6.1. Are benchmarks for FPU div, sin, cos…etc. the same?¶
The CLA instructions are a subset of the C28x+FPU and for the math instructions there are equivalents on each, but there are still differences that impact benchmarks. For example:
- Cycle differences in multiply and conversion (see next question)
- Differences in branch and call instructions
- Resource differences (ex: 8 floating-point registers vs 4)
- Addressing modes
- CLA lacks RPTB (repeat block)
6.2. Is the CLA floating-point multiply faster?¶
Consider the following:
C28x 32-bit FPU:
Multiply or conversions take 2p cycles. This means that they take two cycles to complete, but remember you can put another instruction in that delay slot including another math instruction.
CLA:
The math instructions and conversions take 1 cycle - no delay slot needed. So if you were not able to use that delay cycle on the FPU to do meaningful work, then you could say the CLA is faster if you are just counting cycles.

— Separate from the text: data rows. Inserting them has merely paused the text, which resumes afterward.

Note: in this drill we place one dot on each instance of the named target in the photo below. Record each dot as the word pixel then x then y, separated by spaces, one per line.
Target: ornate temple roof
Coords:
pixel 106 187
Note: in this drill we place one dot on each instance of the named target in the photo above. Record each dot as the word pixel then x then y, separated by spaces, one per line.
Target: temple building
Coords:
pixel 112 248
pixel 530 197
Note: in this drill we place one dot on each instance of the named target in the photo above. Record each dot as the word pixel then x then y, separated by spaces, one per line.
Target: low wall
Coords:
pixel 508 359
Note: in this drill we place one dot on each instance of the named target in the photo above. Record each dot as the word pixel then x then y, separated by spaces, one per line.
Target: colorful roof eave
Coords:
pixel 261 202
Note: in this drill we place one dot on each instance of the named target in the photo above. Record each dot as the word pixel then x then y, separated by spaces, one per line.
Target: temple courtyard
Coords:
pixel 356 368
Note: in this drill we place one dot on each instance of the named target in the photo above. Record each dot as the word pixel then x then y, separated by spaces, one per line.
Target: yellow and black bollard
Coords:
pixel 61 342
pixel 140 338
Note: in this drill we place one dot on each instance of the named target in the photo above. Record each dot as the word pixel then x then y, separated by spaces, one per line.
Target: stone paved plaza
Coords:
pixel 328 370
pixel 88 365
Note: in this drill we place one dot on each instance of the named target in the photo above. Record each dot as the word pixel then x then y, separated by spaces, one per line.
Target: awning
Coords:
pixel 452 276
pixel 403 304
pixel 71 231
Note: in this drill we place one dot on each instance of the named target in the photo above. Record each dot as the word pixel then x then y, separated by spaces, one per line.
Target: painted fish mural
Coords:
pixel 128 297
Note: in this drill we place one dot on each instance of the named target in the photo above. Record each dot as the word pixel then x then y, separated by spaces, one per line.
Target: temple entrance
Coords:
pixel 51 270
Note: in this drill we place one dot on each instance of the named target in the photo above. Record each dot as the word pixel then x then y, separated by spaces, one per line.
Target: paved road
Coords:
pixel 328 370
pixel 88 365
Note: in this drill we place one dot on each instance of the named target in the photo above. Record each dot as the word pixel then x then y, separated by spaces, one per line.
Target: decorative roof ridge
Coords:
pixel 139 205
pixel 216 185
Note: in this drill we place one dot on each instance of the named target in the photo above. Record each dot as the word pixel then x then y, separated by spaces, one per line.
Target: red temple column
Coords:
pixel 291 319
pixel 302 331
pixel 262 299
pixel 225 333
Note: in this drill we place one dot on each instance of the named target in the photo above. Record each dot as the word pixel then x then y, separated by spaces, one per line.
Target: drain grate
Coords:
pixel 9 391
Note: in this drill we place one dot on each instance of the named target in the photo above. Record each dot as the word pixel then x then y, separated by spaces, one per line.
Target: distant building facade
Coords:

6.3. What are the main differences?¶
The following table summarizes some of the main differences between the C28x + FPU and the CLA CPU at this time. Refer to the CLA documentation listed in the other resources for the latest information.
Item | CLA | C28x+FPU |
---|---|---|
Execution | Independent, parallel execution with the C28x CPU | Part of the main C28x CPU |
Floating-Point Registers | 4 (MR0 - MR3) | 8 (R0H - R7H) |
Auxillary Registers | 2 16-bits, (MAR0, MAR1) – Can access all of CLA data | 8, 32-bits, (XAR0 - XAR7) – Shared with fixed-point instructions |
Pipeline | 8-stage pipeline – completely independent from C28x | 8-stage pipeline – CPU fetch and decode shared with the fixed-point instructions |
Single Step | Moves pipeline ahead 1 cycle | Completely flushes the pipeline |
Addressing Modes | 2: Direct and indirect with post increment. No data page pointer. | All C28x addressing modes |
Interrupt Sources | Device dependent. Interrupts come directly to the CLA. | All available interrupts through the PIE. |
Nesting Interrupts | No stack pointer. CLA type 0 & 1: not supported. CLA Type 2: supports 1 background task | Nesting enabled through software |
Instruction Set | Independent subset of FPU instructions. Similar mnemonics to C28x+FPU but with leading ‘M’ ex: MMPYF32 MR0, MR1, MR2. | Floating-point instructions are in addition(superset) to the C28x fixed-point instructions. |
Repeated Instructions | No single repeat or repeat block | Repeat MACF32 & repeat block (RPTB) |
Communication with C28x | Through shared RAM, message RAM, and interrupts. C28x can read CLA registers. | One CPU. Can copy between fixed and float registers |
Math and Conversion | Single cycle | 2p cycles (2 pipelined cycles) |
Integer Operations | Limited support. Native instructions for AND, OR, XOR, ADD, SUB, shifts etc.. | Uses fixed-point instructions |
Flow Control | Native branch/call/return conditional delayed. 3 instructions before/after branch are always executed - performance can be improved by using delay cycles | Uses fixed-point flow control. Branches are not delayed – Instructions after are only executed if the branch is not taken Requires copy of float flags to fixed-point ST0 |
Memory Access | CLA program, data and message RAMs only. Refer to the memory map in the data manual. | All memory on the device |
Register Access | Refer to the specific datasheet or TRM. | All peripherals on the device or specific C28x sub-system |
Programming | CLA Assembly or CLA C Compiler. Requires C28x codegen 6.1.0 or later. | C or C++ or Assembly |
Operating Frequency | Refer to the device datasheet | Refer to the device datasheet |